In World War I, early mortality occurred in slightly more than 2% of US troops exposed to mustard and was caused almost entirely by pulmonary complications. Approximately 10% of the Iranian casualties treated in western European hospitals during the Iran-Iraq War developed progressive stenosis of the tracheobronchial tree.

Respiratory symptoms can occur 15 years after exposure in a previously asymptomatic individual. [6]

Gastrointestinal effects

Liquid mustard ingestion leads to GI mucosal necrosis and hemorrhage. Severe GI effects from mustard poisoning are relatively infrequent.

Initial symptoms include nausea, vomiting, painful diarrhea, and prostration. Vomiting and bloody diarrhea beginning days after a high-dose exposure imply a poor prognosis.

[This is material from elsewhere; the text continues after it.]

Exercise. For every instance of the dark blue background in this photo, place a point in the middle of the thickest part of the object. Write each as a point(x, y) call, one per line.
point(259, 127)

Hematopoietic and lymphatic effects

With systemic absorption of near lethal doses, hematopoietic and lymphatic tissue injuries occur, resulting in myelosuppression (leukopenia, thrombocytopenia, and anemia). Bone marrow suppression may be evident by 4 hours postexposure. High mortality rates were seen in Iran-Iraq war veterans who had an absolute neutrophil count < 200 cells/mm3. [4] See the Absolute Neutrophil Count calculator.

The thymus, spleen, and lymph nodes may involute rapidly. The development of shock, thrombocytopenia, leukopenia, and hemorrhagic diathesis are grave prognostic signs. Bone marrow failure resulting in fulminant sepsis and bleeding is the most frequent cause of late deaths from mustard exposure.

Neurologic effects

Neuropathic symptoms may persist years after exposure. [4] Chronic pain at the sites of cutaneous injury may be due to the destruction of nerve fibers and receptor.

Symptoms include allodynia, paresthesias, stinging, burning, and itching. These may be aggravated by sunlight exposure or shifts in ambient temperature.